In Defense of the Throwers of Tantrums and the Parents who Love them

When I was in my early twenties, I did a lot of tutoring. A lot of my clients were Korean wives of visiting professors. One afternoon, I showed up for a session with a client. I’m not sure if she had forgotten I was coming or what, but when I got there, she let me in with a sigh. She was in stained sweat pants and a ripped t-shirt. I walked into her kitchen where her one-year old son sat on the floor. Naked. With an entire cake. He was happily licking the frosting off the wall. Tsk. I thought. The way Koreans coddle their children.

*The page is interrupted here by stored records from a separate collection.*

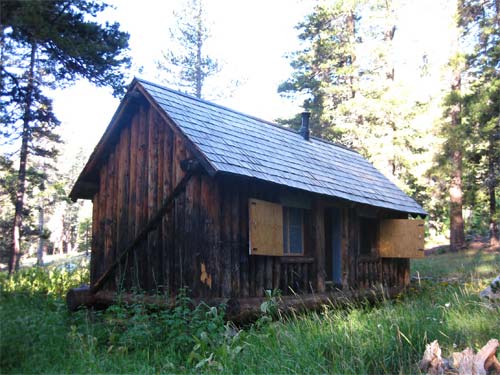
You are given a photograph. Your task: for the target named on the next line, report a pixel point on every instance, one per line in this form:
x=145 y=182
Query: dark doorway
x=333 y=240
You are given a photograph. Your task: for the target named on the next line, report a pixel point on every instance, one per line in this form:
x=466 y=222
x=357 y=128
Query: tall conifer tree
x=47 y=44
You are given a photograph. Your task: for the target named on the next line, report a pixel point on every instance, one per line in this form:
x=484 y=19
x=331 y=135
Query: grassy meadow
x=38 y=335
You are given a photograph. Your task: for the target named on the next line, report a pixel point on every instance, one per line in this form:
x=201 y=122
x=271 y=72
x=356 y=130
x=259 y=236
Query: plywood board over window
x=266 y=228
x=402 y=238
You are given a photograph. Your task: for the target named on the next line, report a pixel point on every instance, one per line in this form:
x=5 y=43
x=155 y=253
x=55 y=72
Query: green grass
x=38 y=335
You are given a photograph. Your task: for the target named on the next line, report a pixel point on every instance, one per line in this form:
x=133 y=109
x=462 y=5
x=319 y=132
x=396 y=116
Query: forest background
x=413 y=86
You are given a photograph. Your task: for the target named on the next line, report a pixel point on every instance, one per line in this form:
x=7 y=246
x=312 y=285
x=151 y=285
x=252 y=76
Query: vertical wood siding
x=202 y=242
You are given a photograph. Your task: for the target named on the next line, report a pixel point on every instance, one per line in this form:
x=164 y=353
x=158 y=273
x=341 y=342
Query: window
x=274 y=229
x=368 y=228
x=293 y=231
x=400 y=238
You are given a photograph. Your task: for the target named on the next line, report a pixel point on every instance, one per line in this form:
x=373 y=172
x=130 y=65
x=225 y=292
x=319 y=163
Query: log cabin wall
x=362 y=271
x=139 y=172
x=202 y=242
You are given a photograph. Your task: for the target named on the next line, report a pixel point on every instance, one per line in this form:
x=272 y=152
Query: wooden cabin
x=187 y=193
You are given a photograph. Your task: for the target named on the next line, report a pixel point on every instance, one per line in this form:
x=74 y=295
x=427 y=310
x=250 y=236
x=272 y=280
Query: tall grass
x=38 y=335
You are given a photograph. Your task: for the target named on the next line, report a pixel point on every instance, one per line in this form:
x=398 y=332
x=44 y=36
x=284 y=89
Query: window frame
x=286 y=212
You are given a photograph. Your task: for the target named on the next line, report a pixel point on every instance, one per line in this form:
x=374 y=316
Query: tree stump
x=466 y=362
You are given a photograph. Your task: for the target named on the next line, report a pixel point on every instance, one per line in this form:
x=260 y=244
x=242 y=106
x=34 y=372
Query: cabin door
x=333 y=240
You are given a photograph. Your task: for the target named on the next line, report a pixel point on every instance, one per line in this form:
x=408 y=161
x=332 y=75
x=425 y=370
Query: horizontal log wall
x=202 y=242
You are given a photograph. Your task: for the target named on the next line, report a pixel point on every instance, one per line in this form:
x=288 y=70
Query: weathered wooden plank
x=108 y=172
x=180 y=234
x=319 y=243
x=128 y=267
x=225 y=267
x=197 y=240
x=95 y=239
x=277 y=273
x=268 y=276
x=159 y=254
x=152 y=201
x=244 y=244
x=168 y=222
x=122 y=194
x=140 y=262
x=102 y=220
x=209 y=254
x=236 y=244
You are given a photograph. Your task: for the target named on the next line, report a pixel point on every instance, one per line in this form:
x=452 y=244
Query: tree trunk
x=351 y=29
x=457 y=236
x=492 y=182
x=39 y=253
x=23 y=158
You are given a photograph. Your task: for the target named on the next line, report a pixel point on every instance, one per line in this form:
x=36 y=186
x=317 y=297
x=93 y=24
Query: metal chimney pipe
x=304 y=128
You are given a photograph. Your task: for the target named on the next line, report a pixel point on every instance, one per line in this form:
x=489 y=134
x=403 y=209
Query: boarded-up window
x=402 y=238
x=266 y=228
x=293 y=231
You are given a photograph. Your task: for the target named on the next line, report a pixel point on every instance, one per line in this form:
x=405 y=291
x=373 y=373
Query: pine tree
x=325 y=69
x=47 y=44
x=190 y=66
x=480 y=21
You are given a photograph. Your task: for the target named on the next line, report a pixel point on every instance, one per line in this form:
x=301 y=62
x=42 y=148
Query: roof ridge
x=239 y=113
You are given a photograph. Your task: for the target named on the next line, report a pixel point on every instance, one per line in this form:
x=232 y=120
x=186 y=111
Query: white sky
x=251 y=38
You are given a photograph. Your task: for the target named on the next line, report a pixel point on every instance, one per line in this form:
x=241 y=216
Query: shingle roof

Of course, this was before I had two boys of my own. I can tell you now that what ever series of unfortunate events led to this particular scenario, it is a universal human experience of parenthood, not some cultural anomaly. When you have children, you do things you would never think you would do. Like letting your baby suck on sugar packets at a restaurant so you can eat, driving in circles in the parking lot of your apartment trying to get the kid to sleep, or sticking the binky in your mouth to clean it off once it hits the floor.
I was about 10 months pregnant when I went into Babies R Us for some last minute items. I don’t know if all Babies R Us stores are like this, but the one I went to had the loudest toilets on the face of the earth. Any time anyone flushed, there was a pressure change that made your ears pop. My toddler was fully aware of this and was absolutely not going to go into the Babies R Us bathroom. You’d think I would be able to make him, but you’d be wrong. I made it to the door, and he put his hands and feet on the door jam and screamed. I was about to just pee on the floor and hope people thought my water had broken when a complete stranger came up to me and offered to hold my child so that I could relieve myself in the pit of despair.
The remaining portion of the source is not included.